350 Ellis St., Mountain View, CA 94043
(650) 527-8000 / www.veritas.com
Ticker: VRTS
Exchange: Nasdaq
Employees: 5,647

Gary Bloom
Chairman, President, CEO
In 2000, joined Veritas from Oracle, where he led the company's core database business.

Mark Bregman
Executive VP, Product Operations
Oversees engineering and product management departments. Was CEO of AirMedia, a wireless Internet firm, and spent 16 years at IBM.

Jeremy Burton
Senior VP, Chief Marketing Officer
Responsible for corporate, product and field marketing. Joined Veritas in April 2002 from Oracle.

SANPoint Control tracks and manages storage resources from different vendors. Also tools for moving and accessing data across heterogeneous systems, including File Manager and Volume Manager, and for managing storage for specific applications, such as Microsoft Exchange, and the IBM DB2, Oracle and Sybase relational-database management systems.


Are you willing to pay a premium to avoid becoming too dependent on any single technology vendor?

For many companies using Veritas to manage storage, the answer is a qualified yes. Even as they keep a keen eye on controlling expenses, technology managers like Steve Rubinow, CTO of online trading exchange Archipelago, have decided it's worth paying more for software to manage storage hardware from multiple vendors.

In fact, Rubinow didn't compare storage management products before selecting Veritas for a storage consolidation project built on a new Hitachi storage area network (SAN) and existing Compaq direct-attached disks. "Am I paying too much? It's hard to say," he says. "Since I know we'll never have a single vendor environment for storage hardware, I wanted a tool that would work with anything."

At Deloitte Consulting, CTO Eric Eriksen picked Veritas SANPoint Control to manage IBM, EMC and Compaq SANs deployed in five company data centers. Using Veritas allows Deloitte to save on training and staffing, says Eriksen. Rather than training administrators to use three or four different storage management tools, there's only one to learn.

"We are paying a bit of a premium for Veritas, but we're making up for it on the total cost of storage ownership," he says.

In its main data center, Deloitte has no more than two staff managing storage, less than needed under an earlier arrangement. "And we had less control because we were very inefficient at allocating disk space," Eriksen says. (An estimate of the cost savings wasn't available.)

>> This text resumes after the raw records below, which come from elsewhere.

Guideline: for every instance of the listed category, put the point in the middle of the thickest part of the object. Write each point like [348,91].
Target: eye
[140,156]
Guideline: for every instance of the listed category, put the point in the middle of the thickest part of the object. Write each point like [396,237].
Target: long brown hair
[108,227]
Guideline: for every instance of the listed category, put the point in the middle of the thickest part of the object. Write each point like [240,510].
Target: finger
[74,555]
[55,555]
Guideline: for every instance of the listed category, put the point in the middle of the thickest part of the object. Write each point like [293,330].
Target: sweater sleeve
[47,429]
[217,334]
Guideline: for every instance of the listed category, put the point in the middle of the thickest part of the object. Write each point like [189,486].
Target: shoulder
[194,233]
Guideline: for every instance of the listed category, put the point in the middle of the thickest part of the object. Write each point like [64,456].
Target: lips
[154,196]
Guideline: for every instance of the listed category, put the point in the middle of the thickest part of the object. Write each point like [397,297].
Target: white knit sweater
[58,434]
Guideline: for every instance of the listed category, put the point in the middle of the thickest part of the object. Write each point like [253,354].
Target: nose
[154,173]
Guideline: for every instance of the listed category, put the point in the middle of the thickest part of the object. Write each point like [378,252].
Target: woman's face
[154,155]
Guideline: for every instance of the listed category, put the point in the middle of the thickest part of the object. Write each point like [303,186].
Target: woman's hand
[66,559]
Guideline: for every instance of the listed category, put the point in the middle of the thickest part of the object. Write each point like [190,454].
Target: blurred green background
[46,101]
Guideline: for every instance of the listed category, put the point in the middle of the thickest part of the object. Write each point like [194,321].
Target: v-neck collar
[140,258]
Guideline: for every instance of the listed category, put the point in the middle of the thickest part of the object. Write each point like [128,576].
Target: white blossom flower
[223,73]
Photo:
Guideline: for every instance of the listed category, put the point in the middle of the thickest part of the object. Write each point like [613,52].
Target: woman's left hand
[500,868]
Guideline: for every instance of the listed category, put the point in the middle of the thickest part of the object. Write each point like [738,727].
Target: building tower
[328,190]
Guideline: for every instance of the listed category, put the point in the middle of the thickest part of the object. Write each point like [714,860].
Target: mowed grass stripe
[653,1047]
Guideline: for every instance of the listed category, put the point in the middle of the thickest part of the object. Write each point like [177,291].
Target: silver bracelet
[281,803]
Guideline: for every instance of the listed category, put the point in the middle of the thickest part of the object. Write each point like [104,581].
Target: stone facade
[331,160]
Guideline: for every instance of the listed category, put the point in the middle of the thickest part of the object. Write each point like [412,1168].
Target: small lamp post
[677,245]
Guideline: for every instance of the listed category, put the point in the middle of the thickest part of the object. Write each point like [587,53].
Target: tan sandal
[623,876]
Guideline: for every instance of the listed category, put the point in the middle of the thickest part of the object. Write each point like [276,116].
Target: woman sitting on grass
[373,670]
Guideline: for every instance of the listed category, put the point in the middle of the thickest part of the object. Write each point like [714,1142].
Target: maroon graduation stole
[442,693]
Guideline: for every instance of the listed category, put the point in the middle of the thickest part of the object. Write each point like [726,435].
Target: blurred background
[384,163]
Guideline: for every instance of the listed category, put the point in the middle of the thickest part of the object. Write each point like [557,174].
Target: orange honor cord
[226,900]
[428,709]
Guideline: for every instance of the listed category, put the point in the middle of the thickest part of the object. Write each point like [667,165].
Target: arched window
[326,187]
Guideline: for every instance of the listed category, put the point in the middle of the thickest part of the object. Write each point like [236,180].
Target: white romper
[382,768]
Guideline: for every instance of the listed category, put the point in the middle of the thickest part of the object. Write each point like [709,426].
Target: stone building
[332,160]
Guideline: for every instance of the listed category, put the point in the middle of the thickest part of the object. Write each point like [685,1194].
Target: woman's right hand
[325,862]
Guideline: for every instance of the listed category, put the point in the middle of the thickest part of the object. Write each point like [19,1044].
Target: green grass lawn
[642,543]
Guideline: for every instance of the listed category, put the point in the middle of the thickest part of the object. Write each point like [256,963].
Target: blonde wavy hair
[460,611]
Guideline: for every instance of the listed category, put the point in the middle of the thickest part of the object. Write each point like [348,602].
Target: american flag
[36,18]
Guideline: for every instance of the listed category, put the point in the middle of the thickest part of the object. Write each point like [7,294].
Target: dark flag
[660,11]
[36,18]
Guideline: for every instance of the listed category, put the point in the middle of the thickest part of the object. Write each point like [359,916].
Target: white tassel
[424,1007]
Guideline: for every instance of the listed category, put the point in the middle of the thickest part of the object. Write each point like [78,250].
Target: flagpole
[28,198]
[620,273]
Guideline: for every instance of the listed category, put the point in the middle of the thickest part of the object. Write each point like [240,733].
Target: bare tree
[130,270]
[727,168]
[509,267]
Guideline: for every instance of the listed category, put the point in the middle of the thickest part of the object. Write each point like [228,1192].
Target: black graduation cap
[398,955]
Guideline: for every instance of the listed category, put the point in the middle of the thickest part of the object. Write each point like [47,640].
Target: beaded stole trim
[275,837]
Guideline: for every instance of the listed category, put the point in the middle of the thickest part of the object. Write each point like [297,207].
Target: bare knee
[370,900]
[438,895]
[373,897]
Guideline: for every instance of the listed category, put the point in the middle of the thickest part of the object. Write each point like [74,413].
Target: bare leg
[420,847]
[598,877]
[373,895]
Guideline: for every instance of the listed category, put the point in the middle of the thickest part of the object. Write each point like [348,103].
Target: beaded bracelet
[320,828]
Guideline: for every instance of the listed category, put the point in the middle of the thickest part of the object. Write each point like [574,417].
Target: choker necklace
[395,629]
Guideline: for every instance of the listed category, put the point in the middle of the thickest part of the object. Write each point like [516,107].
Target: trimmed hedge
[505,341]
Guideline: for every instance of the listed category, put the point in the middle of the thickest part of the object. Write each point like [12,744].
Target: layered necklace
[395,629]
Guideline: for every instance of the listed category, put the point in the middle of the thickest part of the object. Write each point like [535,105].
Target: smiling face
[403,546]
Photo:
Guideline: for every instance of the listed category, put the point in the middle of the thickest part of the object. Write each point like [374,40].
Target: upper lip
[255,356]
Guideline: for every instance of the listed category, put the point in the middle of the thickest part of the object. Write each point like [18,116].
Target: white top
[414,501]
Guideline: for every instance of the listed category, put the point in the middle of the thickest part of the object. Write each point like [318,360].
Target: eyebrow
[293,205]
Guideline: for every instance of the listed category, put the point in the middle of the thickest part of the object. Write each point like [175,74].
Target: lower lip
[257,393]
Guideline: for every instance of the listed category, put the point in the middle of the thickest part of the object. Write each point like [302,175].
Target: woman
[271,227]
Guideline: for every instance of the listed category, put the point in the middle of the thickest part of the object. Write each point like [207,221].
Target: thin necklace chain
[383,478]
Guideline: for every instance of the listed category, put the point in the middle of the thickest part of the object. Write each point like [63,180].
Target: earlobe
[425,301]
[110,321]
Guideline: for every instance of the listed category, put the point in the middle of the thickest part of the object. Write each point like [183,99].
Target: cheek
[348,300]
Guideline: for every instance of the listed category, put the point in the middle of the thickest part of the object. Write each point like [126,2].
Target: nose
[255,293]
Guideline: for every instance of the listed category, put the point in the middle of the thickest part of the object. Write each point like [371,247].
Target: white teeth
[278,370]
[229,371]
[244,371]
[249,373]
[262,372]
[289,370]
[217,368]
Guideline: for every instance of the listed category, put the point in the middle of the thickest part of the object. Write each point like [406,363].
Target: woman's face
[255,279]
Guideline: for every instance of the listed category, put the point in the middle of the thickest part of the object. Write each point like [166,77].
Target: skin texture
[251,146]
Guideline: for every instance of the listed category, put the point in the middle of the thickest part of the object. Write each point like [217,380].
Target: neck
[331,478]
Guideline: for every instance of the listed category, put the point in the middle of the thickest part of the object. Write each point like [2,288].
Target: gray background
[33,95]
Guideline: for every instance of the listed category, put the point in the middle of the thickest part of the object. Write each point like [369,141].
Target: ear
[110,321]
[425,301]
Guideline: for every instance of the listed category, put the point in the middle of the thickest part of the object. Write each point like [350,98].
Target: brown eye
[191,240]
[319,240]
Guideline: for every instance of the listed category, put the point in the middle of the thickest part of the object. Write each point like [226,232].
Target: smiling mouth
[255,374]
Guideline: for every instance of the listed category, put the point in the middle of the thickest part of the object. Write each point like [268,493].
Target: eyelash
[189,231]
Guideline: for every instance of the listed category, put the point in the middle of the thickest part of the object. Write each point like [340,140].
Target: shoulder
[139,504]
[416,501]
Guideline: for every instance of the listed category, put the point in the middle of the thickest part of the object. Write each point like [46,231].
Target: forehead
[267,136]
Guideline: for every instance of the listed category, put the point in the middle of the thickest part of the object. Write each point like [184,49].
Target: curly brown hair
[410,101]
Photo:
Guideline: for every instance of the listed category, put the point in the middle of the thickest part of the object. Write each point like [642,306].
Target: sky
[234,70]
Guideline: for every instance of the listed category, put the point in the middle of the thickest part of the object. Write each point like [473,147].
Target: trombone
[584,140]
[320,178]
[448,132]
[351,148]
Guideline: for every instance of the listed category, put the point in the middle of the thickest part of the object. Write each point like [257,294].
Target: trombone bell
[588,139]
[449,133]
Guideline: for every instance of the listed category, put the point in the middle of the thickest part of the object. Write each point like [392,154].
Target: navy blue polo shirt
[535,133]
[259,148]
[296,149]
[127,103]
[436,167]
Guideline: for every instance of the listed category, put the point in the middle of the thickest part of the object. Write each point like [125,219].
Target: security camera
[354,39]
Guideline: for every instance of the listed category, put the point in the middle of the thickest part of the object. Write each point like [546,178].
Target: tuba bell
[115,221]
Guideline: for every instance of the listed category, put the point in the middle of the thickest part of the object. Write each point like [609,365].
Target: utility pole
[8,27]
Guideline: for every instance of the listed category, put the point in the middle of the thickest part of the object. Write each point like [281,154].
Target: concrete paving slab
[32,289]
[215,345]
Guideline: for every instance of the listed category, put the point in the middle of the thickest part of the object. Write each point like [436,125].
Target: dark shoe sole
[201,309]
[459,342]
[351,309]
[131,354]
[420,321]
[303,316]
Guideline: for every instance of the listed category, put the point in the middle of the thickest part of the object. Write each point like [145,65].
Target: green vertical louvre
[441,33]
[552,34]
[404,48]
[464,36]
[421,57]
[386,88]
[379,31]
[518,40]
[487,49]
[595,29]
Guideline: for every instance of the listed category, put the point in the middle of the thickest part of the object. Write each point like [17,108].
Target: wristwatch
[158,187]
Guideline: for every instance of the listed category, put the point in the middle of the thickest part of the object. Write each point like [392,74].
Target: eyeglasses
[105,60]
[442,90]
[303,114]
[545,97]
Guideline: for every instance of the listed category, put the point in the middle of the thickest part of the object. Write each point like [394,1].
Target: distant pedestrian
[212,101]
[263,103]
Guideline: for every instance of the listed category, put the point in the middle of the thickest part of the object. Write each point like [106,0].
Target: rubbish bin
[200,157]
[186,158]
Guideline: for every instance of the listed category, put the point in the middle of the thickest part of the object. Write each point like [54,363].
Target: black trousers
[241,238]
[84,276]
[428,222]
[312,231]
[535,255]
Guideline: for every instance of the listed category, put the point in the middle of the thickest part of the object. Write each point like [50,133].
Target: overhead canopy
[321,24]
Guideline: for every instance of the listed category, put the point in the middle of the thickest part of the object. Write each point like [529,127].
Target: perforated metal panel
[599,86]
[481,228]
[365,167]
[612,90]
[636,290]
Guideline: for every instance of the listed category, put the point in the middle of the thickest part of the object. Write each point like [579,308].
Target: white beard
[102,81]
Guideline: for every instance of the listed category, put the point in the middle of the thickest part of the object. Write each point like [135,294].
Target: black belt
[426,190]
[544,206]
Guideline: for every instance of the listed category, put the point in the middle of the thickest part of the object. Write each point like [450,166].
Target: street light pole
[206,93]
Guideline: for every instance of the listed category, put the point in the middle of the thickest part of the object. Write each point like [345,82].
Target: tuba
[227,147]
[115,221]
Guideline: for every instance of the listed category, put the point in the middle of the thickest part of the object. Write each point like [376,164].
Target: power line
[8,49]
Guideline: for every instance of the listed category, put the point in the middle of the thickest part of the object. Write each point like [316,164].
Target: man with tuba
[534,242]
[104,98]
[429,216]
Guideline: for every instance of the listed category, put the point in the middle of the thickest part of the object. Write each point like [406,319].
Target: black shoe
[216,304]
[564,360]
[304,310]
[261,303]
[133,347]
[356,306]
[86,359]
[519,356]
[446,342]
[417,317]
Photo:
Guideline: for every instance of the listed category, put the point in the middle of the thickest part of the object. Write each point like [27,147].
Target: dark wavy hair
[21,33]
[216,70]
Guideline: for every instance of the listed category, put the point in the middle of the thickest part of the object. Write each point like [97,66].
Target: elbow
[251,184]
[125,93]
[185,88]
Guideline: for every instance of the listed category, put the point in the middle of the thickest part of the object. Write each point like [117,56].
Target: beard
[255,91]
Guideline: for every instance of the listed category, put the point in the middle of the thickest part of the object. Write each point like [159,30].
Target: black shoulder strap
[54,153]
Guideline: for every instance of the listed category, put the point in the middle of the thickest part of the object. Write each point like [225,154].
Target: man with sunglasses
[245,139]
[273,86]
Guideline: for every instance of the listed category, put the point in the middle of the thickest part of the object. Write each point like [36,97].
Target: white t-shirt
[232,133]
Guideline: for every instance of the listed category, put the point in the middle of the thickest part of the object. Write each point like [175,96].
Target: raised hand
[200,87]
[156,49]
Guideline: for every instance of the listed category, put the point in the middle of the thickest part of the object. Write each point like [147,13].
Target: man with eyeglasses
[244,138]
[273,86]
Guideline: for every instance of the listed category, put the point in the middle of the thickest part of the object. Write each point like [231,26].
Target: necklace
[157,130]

Yet some customers say Veritas can't do it all, so they need to mix in software tools from their hardware vendors. Nielsen Media Research's John Caddigan, for one, uses Hitachi shadow-imaging tools to create backup copies of data on his HDS Lightning 9960 SAN. Although he'd like to use only Veritas, the Hitachi tools work better for some nitty-gritty SAN management tasks. He says he doesn't want different software tools for different storage systems. "That means more training expense on top of software licensing costs," he says. "That's not possible right now."